Ending poverty in the U.S. will most likely be one of the major issues of the 2016 presidential election, as evidenced in the speeches of many hopefuls of the Republican and Democratic parties. The latest is 2012 presidential candidate and potential 2016 nominee of the Republican party Mitt Romney’s call before the Republican National Committee in San Diego to “finally end the scourge of poverty in this great land.” There is a greater recognition and widespread feeling that a small percentage of people in the U.S. benefited the most during the slow, painfully long recovery phase and something needs to be done to correct the imbalance and growing inequality.

Basis of measurement

Many in India will have difficulty in understanding poverty in the U.S., where the measurement and nature of poverty are very different from what people in India generally associate the term ‘poverty’ with.

The poverty line in the U.S is estimated on the basis of income necessary to have enough food, clothing, shelter and other necessities of life.

A family of four is considered to be living below the poverty line if its income is less than $23,850 per annum. If you multiply this with the existing foreign exchange rate of 61.59, it will be over Rs. 14 lakh. My friend in Chennai tells me “you must be kidding.”

Using this definition, the poverty rate in 2013 was estimated at 15.4 per cent and the number of people living below the poverty line was over 46 million — one out of seven persons in the U.S. is poor. This figure will be about the same when we include income transfers from the government. While official poverty measures have not shown a long-term declining trend between 1967 and 2013, supplementary poverty measure, taking into account government income and in-kind transfers, calculated by economists at Columbia University, shows that government policies have reduced the incidence of poverty over time.

Categorising the poor

Who are these poor people? U.S. Census Bureau data indicate that nearly 20.5 million poor people are white, 12.5 million are Hispanic, 10.2 million are African-American, 1.9 million Asian and Pacific islanders, and about 7,00,000 Native Americans. Relative poverty is more among Native, Hispanic and African-Americans (poverty rates ranging between 24.9 per cent and 28.3 per cent) and less among whites (10.6) and Asians (12.50). More women than men, more people under 18 years of age than working age groups, and more people with less than high school education than others with higher education, are poor.

President Lyndon Johnson initiated “War on Poverty” to provide early childhood education, improve financial assistance for collegiate level education and introduced many other programmes to increase access to education and improve quality of living.

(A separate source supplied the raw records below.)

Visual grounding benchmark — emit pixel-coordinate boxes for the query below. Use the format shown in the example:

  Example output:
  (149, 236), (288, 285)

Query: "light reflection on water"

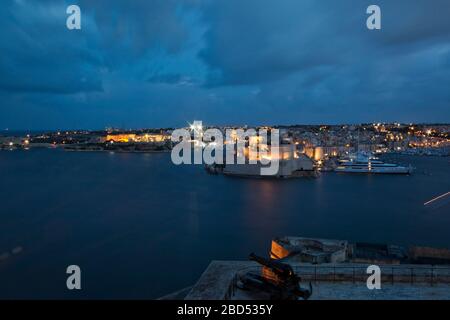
(0, 150), (450, 298)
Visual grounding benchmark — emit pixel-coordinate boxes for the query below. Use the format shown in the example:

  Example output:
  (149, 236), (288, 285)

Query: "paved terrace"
(185, 261), (450, 300)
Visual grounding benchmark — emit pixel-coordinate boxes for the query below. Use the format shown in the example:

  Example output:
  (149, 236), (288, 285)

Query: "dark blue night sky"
(0, 0), (450, 130)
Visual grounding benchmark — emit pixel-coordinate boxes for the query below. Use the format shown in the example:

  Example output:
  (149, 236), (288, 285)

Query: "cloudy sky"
(0, 0), (450, 130)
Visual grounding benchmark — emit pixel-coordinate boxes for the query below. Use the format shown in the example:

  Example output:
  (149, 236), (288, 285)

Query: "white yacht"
(335, 153), (412, 174)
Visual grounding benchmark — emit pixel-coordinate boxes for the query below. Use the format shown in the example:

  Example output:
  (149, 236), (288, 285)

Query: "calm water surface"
(0, 149), (450, 299)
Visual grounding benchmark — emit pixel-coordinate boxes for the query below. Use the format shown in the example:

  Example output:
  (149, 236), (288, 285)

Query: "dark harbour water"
(0, 149), (450, 299)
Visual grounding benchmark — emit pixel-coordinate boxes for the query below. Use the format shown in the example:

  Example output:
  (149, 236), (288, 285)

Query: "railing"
(225, 265), (450, 300)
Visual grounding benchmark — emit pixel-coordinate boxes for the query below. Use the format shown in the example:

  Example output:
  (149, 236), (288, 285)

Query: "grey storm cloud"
(0, 0), (450, 128)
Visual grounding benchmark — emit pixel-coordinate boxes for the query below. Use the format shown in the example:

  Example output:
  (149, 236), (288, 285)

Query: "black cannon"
(238, 253), (312, 300)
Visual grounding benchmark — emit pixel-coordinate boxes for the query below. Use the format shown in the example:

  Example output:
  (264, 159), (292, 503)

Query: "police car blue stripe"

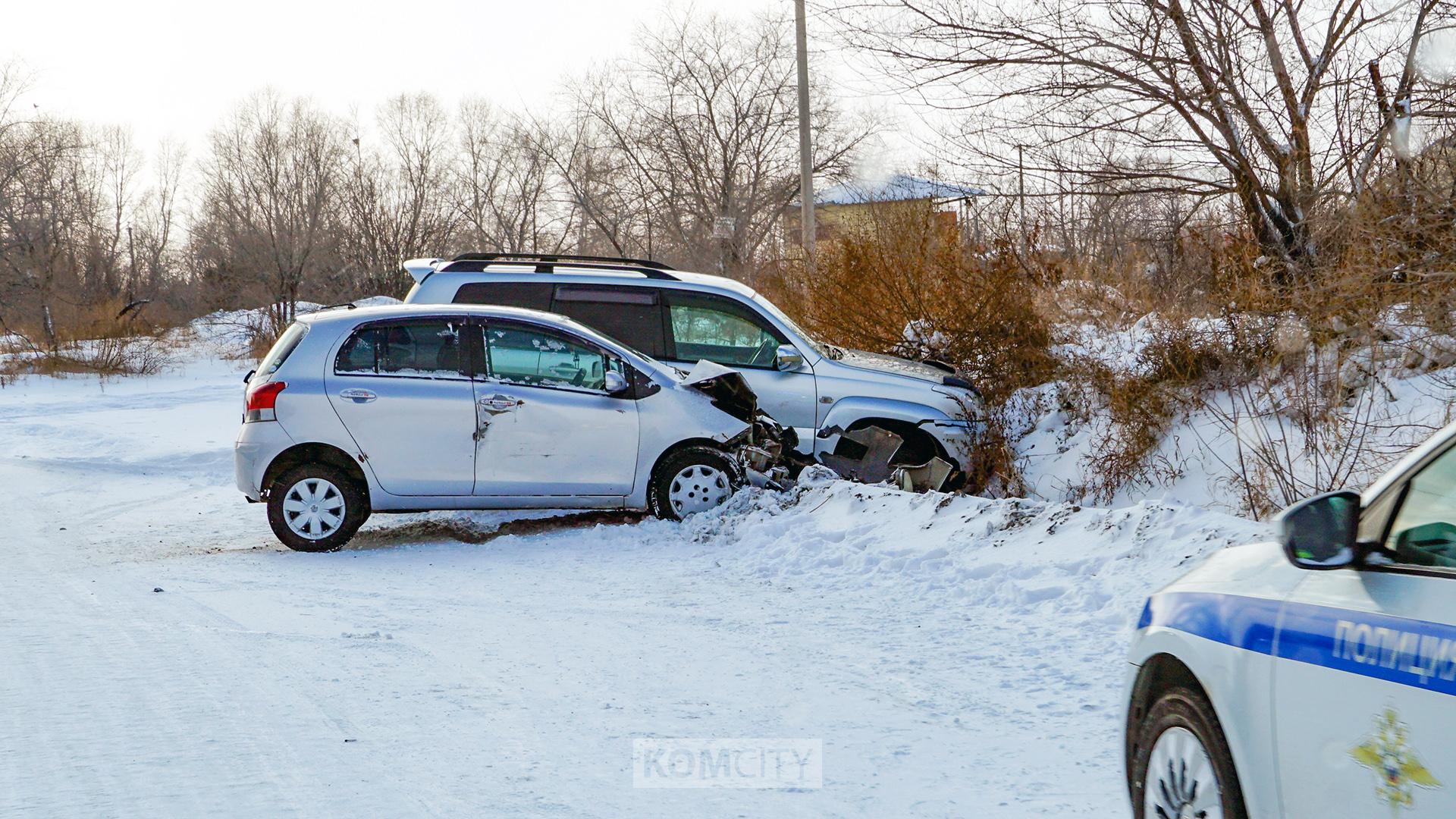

Thousands of people benefited from these programmes, including President Barack Obama, and their standards of living improved. Problems in implementing these programmes have given opportunities to Republicans to cut funding for them. They favour programmes that are of the voucher kind to the existing ones, while Democrats would like to retain some of the successful programmes and introduce new ones to improve the skill levels of those who are now marginalised.

Republicans and Democrats

What is most disconcerting is more than half of the students enrolled in public schools depend on free and reduced price lunches, according to the Southern Education Foundation’s recent report. While Republicans who are now controlling the U.S. Congress would like to reduce taxes to improve the economy and reduce the poverty rate, Democrats would prefer high income earners — the greatest beneficiaries of economic growth during the last six years — to pay the same rate of capital gains tax as was done under Conservative President Ronald Reagan, to help provide more benefits to low income groups.

When I came to the U.S. in 1960, poverty was not visible; now it is being covered by the media for all to see.

(M.C. Madhavan is professor emeritus, Economics and Asian Studies, San Diego State University.)